COMING AND GOING: Audrain Triplett poses at Camp Pendleton, in California, during training at the beginning of a three-year tour of duty that turned into a military career. Below, Navy Commander Triplett salutes at her retirement, ending a career that included service in the Vietnam War.



"He was a very, very important man," says Triplett.

These days, Triplett honors King's memory by chairing the Martin Luther King Day program, an annual event of speakers and song at Newport's Martin Luther King Center. She also chairs the Black Regiment Program, which commemorates black soldiers who fought against the British in the Battle of Rhode Island in 1778.

At 62, she is a compact woman of 5 feet 2 inches with a warm, sudden laugh. This day she is dressed in a lavender pantsuit, highlighted by a gold medallion that bears the insignia of the black sorority she belongs to, Delta Sigma Theta.

"Somebody asked me the other day what I do, and I told them I serve on committees," she says with a laugh.

AMONG Triplett's committees is a group that is trying to raise $150,000 to erect a memorial to Rhode Island's female veterans. The memorial is slated to be unveiled in November 2002 in the Rhode Island Veterans Cemetery, in Exeter. Sculpted by Narragansett artist Mimi Sammis, it will show a woman in uniform, holding a flag, standing at attention on top of a globe.

"Women played an important role in Vietnam," says Triplett.

More than 40,000 women served in the military during the Vietnam War years, 7,500 of them — mostly nurses — in Vietnam.
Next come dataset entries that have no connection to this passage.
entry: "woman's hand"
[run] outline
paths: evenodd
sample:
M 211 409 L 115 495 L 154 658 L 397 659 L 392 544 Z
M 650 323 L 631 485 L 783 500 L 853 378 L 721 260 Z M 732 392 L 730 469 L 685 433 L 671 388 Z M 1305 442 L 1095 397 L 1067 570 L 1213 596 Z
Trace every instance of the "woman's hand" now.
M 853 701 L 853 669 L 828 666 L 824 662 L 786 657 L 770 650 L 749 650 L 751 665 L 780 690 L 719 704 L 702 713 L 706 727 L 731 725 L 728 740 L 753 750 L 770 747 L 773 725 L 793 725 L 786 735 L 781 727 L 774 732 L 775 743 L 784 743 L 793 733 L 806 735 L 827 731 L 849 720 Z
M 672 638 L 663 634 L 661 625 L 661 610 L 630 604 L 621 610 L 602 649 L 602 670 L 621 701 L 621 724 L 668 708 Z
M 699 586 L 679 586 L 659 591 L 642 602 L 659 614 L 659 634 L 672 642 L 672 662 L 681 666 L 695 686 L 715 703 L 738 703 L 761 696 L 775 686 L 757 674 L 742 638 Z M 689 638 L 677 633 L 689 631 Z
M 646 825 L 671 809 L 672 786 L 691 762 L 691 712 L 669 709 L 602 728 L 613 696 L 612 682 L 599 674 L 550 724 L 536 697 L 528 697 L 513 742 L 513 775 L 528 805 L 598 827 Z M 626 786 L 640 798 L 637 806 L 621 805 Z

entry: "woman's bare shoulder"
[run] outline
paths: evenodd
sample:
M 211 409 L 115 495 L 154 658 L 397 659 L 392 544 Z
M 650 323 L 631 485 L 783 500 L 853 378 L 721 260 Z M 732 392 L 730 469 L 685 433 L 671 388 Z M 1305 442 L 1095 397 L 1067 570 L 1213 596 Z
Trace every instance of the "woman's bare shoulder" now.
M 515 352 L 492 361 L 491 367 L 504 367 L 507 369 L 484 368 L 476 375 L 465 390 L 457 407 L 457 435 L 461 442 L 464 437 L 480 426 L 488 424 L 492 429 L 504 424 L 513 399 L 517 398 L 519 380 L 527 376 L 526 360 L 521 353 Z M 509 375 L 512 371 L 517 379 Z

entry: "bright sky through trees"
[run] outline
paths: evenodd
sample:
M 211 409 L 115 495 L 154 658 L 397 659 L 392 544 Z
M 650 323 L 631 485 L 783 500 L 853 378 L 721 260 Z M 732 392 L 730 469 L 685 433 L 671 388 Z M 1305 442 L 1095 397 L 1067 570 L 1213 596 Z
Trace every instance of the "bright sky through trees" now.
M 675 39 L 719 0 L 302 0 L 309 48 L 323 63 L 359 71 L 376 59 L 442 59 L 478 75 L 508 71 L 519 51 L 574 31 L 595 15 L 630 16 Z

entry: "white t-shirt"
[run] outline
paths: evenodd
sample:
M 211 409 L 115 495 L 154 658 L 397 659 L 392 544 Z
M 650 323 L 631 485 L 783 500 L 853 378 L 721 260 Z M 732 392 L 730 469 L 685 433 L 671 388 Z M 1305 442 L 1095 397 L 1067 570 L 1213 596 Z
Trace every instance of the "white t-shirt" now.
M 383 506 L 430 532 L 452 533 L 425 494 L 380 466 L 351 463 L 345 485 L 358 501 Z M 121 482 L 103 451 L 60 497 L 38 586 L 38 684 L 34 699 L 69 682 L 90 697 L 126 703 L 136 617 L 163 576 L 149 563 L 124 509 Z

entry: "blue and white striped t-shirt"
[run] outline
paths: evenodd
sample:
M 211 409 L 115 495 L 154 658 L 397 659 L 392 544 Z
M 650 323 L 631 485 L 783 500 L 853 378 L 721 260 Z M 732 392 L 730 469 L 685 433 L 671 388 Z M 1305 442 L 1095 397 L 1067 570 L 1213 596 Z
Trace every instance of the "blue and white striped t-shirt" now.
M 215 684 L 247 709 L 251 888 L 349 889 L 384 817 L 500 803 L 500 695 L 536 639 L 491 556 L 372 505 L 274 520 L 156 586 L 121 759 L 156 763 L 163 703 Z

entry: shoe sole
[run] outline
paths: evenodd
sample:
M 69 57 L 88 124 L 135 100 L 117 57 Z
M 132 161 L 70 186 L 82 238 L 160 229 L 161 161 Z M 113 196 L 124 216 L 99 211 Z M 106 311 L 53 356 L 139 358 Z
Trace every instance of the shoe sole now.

Triplett signed up at the war's outset, in 1964. She was 25 and working as a nurse in Boston. She didn't come from a military family — her mother and father ran a catering business in Newport — but, she says, she wanted to do something different with her life. She wanted to travel and see the world.

"It was during Vietnam and they wanted nurses really bad," she recalls.

So seven years after graduating from Rogers High School and three years after earning her nursing diploma, at the Melrose/Wakefield School of Nursing, in Massachusetts, she enlisted for a three-year tour of duty that took her to Camp Pendleton, in California, before Japan.

Military life suited her, Triplett says. A woman known for being organized, she says she didn't mind the uniforms, regimentation and obedience to orders that went along with being in the military.

"You have to take orders, but after a while you learn to give them," she says.

While stationed in Japan, Triplett used her leaves from work to "see the world," as she had wanted to do. She visited India, Taipei, Bangkok, Singapore and Malaysia — along the way acquiring the sort of invaluable education only travel can bring. Her eyes were opened by the poverty she saw in New Delhi, India.

"People were begging — you never saw begging before," she says.

AFTER HER three-year tour of duty was up, Triplett decided to stay in the military, because, she says, the advantages seemed to outweigh the disadvantages. The government paid for her bachelor's degree from Salve Regina.

Her stateside military career took her to Navy hospitals that included the one in Bethesda, Md., that is known as "the mecca," because it serves Washington's political elite.

"It was a very difficult place to work," she says, "because you had to cater to these people."

Still, it afforded Triplett the opportunity to meet two women whom she admired, Representatives Barbara Jordan and Shirley Chisholm.

For her military work, Triplett was awarded a Navy defense medal and a Navy commendation, both of which are displayed in her home office. More recently, she has been honored by the Women's Newport League and the Rhode Island Black Heritage Society, for her commitment to her country and her community.

A recent summer's day found her at the Quonset Air Show trying to raise money for the women's memorial. Donations may be sent to the Rhode Island Women Veterans Memorial Project, 645 New London Ave., Cranston, R.I., 02920.